Tahun ini, penerapan sistem zonasi baru dilakukan untuk 45 persen kuota calon siswa. Sistem zonasi diberlakukan di tingkat kelurahan untuk calon siswa sekolah dasar (SD), tingkat kecamatan untuk sekolah menengah pertama (SMP), dan gabungan beberapa kecamatan untuk sekolah menengah atas (SMA).
Pengamat pendidikan dari Universitas Negeri Jakarta, Agus Sutiyono, mengatakan, penerapan sistem zonasi tidak hanya mengurangi dampak kemacetan, tetapi juga meningkatkan mutu pendidikan.

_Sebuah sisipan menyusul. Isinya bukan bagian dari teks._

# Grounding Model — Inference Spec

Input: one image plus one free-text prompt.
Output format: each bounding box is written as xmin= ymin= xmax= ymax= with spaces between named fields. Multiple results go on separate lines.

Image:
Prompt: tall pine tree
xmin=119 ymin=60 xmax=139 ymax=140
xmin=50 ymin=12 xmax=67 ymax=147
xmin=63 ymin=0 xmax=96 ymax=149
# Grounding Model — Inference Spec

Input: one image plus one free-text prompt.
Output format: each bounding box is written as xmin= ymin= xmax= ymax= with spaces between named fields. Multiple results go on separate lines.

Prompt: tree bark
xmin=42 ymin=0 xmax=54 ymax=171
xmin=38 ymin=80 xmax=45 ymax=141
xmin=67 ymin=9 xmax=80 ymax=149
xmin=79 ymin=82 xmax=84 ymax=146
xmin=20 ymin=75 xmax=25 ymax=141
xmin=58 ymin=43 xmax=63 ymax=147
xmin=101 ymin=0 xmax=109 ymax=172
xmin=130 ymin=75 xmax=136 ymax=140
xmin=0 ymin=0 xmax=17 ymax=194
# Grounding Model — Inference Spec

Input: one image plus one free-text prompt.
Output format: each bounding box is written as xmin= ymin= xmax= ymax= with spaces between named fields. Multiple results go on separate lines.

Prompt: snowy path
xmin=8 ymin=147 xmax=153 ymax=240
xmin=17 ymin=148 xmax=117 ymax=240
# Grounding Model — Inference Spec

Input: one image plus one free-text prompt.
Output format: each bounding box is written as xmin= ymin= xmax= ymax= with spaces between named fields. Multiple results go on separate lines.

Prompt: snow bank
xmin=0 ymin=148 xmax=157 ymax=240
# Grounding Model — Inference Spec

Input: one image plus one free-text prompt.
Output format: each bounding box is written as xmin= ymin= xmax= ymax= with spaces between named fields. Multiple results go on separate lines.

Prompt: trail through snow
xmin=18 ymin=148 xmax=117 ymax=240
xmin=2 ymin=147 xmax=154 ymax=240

Siswa yang biasanya harus menempuh waktu lebih lama ke sekolah kini bisa menyingkat waktu perjalanan. ”Dengan kondisi itu, siswa bisa menyiapkan waktu lebih lama sebelum mengikuti proses belajar di sekolahnya,” kata Agus, Senin (10/6).
Siswa tidak perlu jauh-jauh pergi ke sekolah sehingga tingkat persaingan pun bisa berjalan lebih merata di seluruh wilayah di DKI Jakarta.
Kepala Dinas Perhubungan Provinsi DKI Jakarta Udar Pristono mendukung penerapan sistem ini oleh Dinas Pendidikan Provinsi DKI. Pasalnya, mobilitas komunitas pendidikan selama ini cukup besar di jalan raya.
Pristono memprediksi sistem zonasi ini bisa mengurangi mobilitas orang dan kendaraan yang selama ini dipakai komunitas pendidikan.
”Saya berharap tidak hanya di sektor pendidikan, penerapan model seperti ini bisa diberlakukan di dunia kerja profesional,” katanya.
Kepala Dinas Pendidikan DKI Taufik Yudi Mulyanto mengatakan, sesuai analisis rasional, sistem zonasi memang bisa mengurangi kemacetan lalu lintas di DKI. Sebab, komunitas pendidikan banyak yang menggunakan kendaraan bermotor. ”Dengan zonasi, mobilisasi kendaraan dapat dilokalisasi di wilayah tertentu,” ujarnya.